Given that $a,b,c\ $ are pairwise relatively prime, what is the largest number not expressible as a linear combination of $a,b,c\ $?

What if $a$ and $b$ have common factor $m$?

What if $a$ and $b$ have common factor $m$, and $b$ and $c$ have common factor $n$?

2 Answers2

8

This is more of an extended comment than an answer to your specific questions.

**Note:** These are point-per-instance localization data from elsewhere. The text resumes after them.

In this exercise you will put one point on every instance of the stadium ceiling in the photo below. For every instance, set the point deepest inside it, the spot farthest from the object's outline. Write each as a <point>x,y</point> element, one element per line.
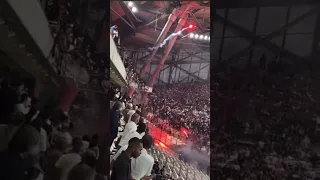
<point>219,4</point>
<point>141,29</point>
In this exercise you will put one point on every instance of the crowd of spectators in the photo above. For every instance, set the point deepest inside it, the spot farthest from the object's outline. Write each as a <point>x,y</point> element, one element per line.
<point>36,143</point>
<point>184,106</point>
<point>264,124</point>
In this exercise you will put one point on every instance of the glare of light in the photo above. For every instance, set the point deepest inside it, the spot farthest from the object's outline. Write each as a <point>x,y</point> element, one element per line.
<point>130,3</point>
<point>134,9</point>
<point>162,145</point>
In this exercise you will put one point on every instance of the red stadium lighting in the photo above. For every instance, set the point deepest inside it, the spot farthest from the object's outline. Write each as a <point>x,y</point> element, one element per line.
<point>162,145</point>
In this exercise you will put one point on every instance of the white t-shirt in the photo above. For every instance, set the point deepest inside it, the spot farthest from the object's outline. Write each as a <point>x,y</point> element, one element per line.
<point>125,139</point>
<point>130,113</point>
<point>142,166</point>
<point>66,163</point>
<point>130,126</point>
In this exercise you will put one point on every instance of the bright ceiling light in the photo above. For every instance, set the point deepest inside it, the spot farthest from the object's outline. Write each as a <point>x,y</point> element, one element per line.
<point>134,9</point>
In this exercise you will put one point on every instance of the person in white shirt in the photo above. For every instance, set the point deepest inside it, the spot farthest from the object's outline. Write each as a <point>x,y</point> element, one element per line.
<point>142,166</point>
<point>131,125</point>
<point>68,161</point>
<point>139,133</point>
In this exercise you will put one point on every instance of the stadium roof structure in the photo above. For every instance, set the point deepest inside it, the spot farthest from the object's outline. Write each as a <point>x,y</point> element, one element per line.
<point>140,28</point>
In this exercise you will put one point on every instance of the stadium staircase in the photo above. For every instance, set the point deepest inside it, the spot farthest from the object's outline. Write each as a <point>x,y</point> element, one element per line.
<point>117,70</point>
<point>26,38</point>
<point>175,168</point>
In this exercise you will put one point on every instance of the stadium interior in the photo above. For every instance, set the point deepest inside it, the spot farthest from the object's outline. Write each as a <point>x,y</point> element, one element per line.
<point>91,90</point>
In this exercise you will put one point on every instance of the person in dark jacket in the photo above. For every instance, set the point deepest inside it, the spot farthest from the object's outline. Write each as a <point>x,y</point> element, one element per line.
<point>115,115</point>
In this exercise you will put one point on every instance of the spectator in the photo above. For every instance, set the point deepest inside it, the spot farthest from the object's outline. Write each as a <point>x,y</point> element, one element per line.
<point>115,121</point>
<point>139,133</point>
<point>143,165</point>
<point>122,166</point>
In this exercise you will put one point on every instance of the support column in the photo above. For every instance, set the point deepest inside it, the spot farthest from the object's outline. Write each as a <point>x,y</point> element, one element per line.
<point>181,23</point>
<point>68,97</point>
<point>172,18</point>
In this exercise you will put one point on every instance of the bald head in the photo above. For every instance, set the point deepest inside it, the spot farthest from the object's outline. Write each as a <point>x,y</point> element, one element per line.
<point>135,118</point>
<point>135,146</point>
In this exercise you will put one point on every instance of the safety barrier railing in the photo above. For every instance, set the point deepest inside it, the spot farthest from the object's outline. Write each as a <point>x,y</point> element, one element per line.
<point>116,59</point>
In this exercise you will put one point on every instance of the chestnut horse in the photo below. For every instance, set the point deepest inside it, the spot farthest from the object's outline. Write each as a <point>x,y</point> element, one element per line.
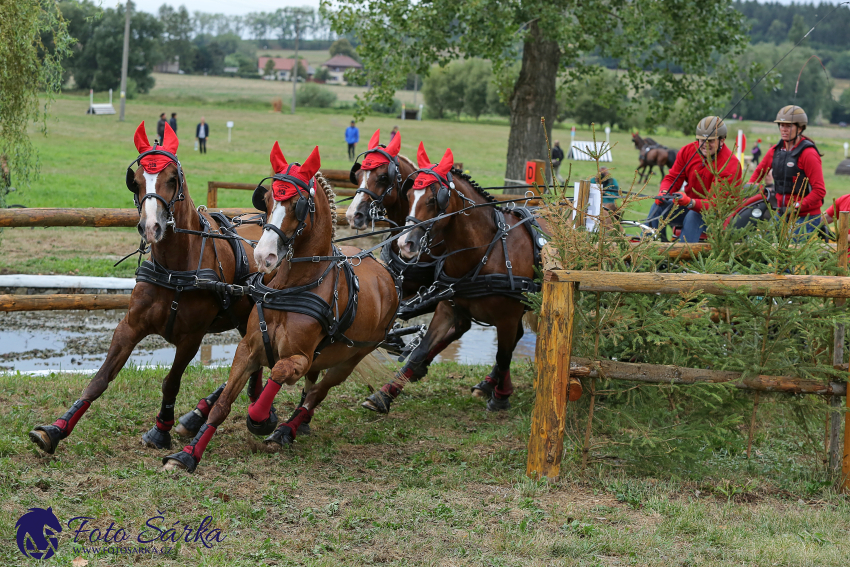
<point>486,269</point>
<point>182,315</point>
<point>316,310</point>
<point>652,154</point>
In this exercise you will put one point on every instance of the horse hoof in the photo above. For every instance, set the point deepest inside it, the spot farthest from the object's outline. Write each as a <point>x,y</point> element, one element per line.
<point>281,437</point>
<point>484,389</point>
<point>262,427</point>
<point>47,437</point>
<point>179,461</point>
<point>378,402</point>
<point>189,424</point>
<point>496,404</point>
<point>156,438</point>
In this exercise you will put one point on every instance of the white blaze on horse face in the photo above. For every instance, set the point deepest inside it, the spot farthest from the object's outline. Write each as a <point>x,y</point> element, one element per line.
<point>150,205</point>
<point>417,194</point>
<point>268,244</point>
<point>358,198</point>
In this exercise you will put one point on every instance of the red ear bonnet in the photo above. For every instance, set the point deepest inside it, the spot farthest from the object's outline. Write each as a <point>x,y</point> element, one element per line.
<point>423,180</point>
<point>283,190</point>
<point>377,159</point>
<point>155,163</point>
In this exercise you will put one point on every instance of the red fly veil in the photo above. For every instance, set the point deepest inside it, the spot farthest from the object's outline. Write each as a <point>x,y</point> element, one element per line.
<point>156,163</point>
<point>377,159</point>
<point>423,180</point>
<point>283,190</point>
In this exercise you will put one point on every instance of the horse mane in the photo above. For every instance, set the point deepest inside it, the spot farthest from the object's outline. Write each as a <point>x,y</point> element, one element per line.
<point>474,184</point>
<point>329,193</point>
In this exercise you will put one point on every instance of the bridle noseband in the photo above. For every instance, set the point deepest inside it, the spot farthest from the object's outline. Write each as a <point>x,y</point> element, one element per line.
<point>134,187</point>
<point>305,205</point>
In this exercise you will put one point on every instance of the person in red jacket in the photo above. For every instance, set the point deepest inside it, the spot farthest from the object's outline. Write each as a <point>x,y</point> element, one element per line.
<point>796,167</point>
<point>691,181</point>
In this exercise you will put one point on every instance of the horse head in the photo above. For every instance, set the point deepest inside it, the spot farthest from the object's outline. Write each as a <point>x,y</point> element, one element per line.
<point>430,196</point>
<point>289,206</point>
<point>380,178</point>
<point>157,183</point>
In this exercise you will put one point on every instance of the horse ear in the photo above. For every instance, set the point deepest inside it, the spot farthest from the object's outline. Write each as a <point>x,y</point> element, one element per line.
<point>169,140</point>
<point>376,139</point>
<point>141,139</point>
<point>446,163</point>
<point>395,145</point>
<point>276,157</point>
<point>422,157</point>
<point>312,164</point>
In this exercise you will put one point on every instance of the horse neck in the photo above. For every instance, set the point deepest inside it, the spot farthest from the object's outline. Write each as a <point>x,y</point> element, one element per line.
<point>400,208</point>
<point>178,251</point>
<point>314,241</point>
<point>462,231</point>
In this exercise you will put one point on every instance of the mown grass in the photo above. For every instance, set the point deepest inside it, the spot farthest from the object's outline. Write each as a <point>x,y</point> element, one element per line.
<point>437,482</point>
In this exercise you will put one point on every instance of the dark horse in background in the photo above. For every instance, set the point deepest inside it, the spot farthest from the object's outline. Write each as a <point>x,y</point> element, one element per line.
<point>651,154</point>
<point>181,314</point>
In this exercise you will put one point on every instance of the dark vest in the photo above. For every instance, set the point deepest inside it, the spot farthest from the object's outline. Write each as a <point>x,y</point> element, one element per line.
<point>787,175</point>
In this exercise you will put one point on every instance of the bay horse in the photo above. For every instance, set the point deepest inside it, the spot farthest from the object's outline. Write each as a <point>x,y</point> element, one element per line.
<point>652,154</point>
<point>177,308</point>
<point>482,276</point>
<point>316,309</point>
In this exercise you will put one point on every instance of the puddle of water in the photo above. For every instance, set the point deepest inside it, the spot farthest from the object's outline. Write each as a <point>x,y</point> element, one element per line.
<point>79,342</point>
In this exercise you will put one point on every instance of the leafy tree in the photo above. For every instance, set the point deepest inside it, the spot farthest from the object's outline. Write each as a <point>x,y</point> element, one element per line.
<point>98,63</point>
<point>34,40</point>
<point>798,30</point>
<point>551,37</point>
<point>343,47</point>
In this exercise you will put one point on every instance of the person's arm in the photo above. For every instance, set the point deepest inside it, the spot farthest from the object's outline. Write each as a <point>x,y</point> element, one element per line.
<point>812,168</point>
<point>675,175</point>
<point>763,168</point>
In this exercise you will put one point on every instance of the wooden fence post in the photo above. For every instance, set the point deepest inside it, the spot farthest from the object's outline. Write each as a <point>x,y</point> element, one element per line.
<point>838,348</point>
<point>554,344</point>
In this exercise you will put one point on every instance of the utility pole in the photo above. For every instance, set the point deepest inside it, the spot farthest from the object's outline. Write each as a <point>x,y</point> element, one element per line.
<point>125,60</point>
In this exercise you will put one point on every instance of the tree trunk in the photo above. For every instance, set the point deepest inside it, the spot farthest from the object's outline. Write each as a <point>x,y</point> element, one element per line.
<point>533,98</point>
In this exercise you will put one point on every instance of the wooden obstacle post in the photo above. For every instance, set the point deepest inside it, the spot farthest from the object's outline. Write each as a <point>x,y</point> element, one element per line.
<point>838,350</point>
<point>554,344</point>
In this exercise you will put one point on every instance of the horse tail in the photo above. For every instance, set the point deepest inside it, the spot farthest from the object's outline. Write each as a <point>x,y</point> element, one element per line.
<point>329,193</point>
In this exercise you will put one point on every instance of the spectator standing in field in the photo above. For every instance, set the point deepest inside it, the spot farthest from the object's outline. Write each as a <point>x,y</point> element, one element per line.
<point>757,152</point>
<point>202,132</point>
<point>557,158</point>
<point>352,136</point>
<point>160,127</point>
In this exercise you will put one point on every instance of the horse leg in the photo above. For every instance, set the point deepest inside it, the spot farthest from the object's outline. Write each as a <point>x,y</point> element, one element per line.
<point>445,328</point>
<point>508,334</point>
<point>187,459</point>
<point>159,436</point>
<point>287,432</point>
<point>124,340</point>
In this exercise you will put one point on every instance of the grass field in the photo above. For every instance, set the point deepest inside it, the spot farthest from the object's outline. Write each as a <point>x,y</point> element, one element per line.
<point>437,482</point>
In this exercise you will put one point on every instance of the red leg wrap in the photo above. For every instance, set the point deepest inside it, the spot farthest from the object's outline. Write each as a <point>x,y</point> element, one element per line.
<point>67,422</point>
<point>259,411</point>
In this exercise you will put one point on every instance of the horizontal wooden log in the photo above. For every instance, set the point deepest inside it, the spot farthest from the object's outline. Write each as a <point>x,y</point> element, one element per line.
<point>65,301</point>
<point>769,285</point>
<point>101,218</point>
<point>666,374</point>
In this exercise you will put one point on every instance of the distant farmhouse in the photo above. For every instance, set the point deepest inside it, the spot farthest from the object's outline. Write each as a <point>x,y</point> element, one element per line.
<point>337,66</point>
<point>282,68</point>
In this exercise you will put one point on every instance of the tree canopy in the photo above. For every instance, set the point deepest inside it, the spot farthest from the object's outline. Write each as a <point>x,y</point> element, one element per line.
<point>34,40</point>
<point>651,39</point>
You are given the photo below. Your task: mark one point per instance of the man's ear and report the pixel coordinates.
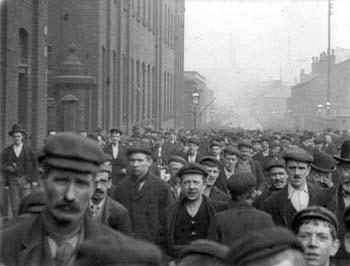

This is called the Frobenius number of the semigroup generated by $a,b$ and $c$. The case for two generators, say $a$ and $b$ with $a$ and $b$ rel. prime, has a closed formula given by $$ g(a,b)=ab-a-b.$$

However, in general for 3 generators it is known that there is no polynomial formula expressing the Frobenius number in terms of $a,b$ and $c$. The reference is F. Curtis (1990). "On formulas for the Frobenius number of a numerical semigroup". Mathematica Scandinavica. 67 (2): 190–192. You can find the paper here: https://www.mscand.dk/article/view/12330/10346

You can read more about this in: https://en.wikipedia.org/wiki/Coin_problem#Statement or https://en.wikipedia.org/wiki/Numerical_semigroup

user347489
  • 1,869
  • Well, from what I’m reading, there is only no Frobenius Number when gcd(a,b,c)=1, which is a different (and weaker) condition than I had, which allowed only pairwise common factors. – Lieutenant Zipp Apr 25 '19 at 21:43
2

Your not all relatively prime cases, are restricted cases of the 2 number cases: $$a=md\land b=me \implies m(dx+ey)+cz=f$$

aka what are the values that can't be made by combinations of d and e, multiply them by m and ask what numbers they can't reach by adding an integer multiple of c to them.

Your all relatively prime case, I'm not sure about except by looking at the other answer.